Electronic Cigarettes

What I would like to know is are there currently ongoing Studies that might be Submitted in the Future?

I'm sure if there were Finished Studies, Someone would have Submitted them Already. Right?

At the time that FDA wrote the quoted text, they were trying to regulate electronic cigaettes as a drug & drug-delivery device combination. In that context, conducting clinical trials and submitting them to FDA would be a prerequisite for obtaining approval to market this new "treatment". Judge Leon's ruling changed all that. If there is any public health concern, according to the judge, FDA could take care of this by regulating the products under the (then) newly-passed tobacco Act.

How many clinical trials do you suppose RJ Reynolds submitted to FDA before beginning to sell Camel cigarettes, Camel snus, orbs, strips, and sticks?
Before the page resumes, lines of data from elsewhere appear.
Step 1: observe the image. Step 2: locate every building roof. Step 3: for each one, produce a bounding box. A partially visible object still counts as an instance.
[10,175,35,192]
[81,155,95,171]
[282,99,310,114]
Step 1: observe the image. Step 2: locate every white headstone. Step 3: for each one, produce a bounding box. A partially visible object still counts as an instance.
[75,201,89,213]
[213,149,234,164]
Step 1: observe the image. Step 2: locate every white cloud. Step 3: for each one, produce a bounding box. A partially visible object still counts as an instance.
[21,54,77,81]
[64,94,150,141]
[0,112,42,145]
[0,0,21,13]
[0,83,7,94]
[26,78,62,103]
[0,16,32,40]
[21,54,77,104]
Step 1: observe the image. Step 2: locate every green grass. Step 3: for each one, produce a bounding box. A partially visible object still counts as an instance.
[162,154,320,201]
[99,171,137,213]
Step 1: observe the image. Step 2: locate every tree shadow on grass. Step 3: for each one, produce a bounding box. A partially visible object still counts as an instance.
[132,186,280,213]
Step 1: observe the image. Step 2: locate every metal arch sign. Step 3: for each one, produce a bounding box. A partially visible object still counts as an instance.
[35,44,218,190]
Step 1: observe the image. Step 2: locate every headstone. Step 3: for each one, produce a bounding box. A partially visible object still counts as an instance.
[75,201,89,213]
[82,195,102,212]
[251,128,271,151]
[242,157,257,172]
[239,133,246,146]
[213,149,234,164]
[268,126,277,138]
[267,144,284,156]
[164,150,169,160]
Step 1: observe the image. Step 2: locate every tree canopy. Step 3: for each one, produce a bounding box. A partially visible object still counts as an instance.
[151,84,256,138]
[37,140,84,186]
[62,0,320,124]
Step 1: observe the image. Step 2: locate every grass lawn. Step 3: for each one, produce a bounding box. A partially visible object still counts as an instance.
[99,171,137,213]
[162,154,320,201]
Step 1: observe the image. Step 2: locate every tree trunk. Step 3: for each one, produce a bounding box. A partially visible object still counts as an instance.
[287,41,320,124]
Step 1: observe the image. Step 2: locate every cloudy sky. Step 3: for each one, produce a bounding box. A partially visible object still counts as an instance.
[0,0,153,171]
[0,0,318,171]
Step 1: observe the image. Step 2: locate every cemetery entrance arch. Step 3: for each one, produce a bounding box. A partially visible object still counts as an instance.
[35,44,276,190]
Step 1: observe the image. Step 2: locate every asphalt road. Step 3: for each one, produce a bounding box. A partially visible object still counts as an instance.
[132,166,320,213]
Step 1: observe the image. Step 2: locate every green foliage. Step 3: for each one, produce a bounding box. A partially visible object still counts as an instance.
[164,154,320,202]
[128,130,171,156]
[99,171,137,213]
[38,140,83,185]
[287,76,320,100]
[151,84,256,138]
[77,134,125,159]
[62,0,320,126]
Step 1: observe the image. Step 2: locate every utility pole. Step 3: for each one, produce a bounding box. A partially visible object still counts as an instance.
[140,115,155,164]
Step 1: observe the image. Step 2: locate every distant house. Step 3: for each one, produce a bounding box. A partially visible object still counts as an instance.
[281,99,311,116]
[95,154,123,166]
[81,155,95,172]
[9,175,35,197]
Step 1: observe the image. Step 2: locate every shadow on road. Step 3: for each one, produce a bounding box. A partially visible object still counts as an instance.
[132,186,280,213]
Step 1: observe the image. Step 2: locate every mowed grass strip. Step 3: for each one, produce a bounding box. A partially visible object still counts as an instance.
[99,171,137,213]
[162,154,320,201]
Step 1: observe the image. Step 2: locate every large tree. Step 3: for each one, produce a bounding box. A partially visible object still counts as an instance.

Zero. In the past there was never any requirement to submit a new tobacco product to the FDA.

Several small studies of e-cigarettes have been completed by independent researchers. These have been published in scientific journals or presented at scientific conferences such as the SRNT conference I am attending as I write this. The FDA staff is fully aware of these, as they read all the scientific journals and they have at least a dozen employees at attendance in conferences such as this.

Nobody just "submits" the results of studies on an ad hoc basis to FDA.

There is an entire New Drug Approval (NDA) process in place for pharmaceutical companies to seek approval for a new medical drug or device. It begins by ponying up a large sum of money to the FDA to kick off the process and then completing a series of safety and efficacy (to see whether the drug works as intended) studies, starting with testing on animals and ending with large clinical trials.

Under the tobacco Act, all products that were on the market as of February of 2007 can stay on the market as-is. Any new tobacco products will need to go through an approval process that has not yet been defined by FDA. Any product that the manufacturer wants to make reduced-exposure or reduced risks claims about will need to go through an approval process that, again, the FDA has not yet defined.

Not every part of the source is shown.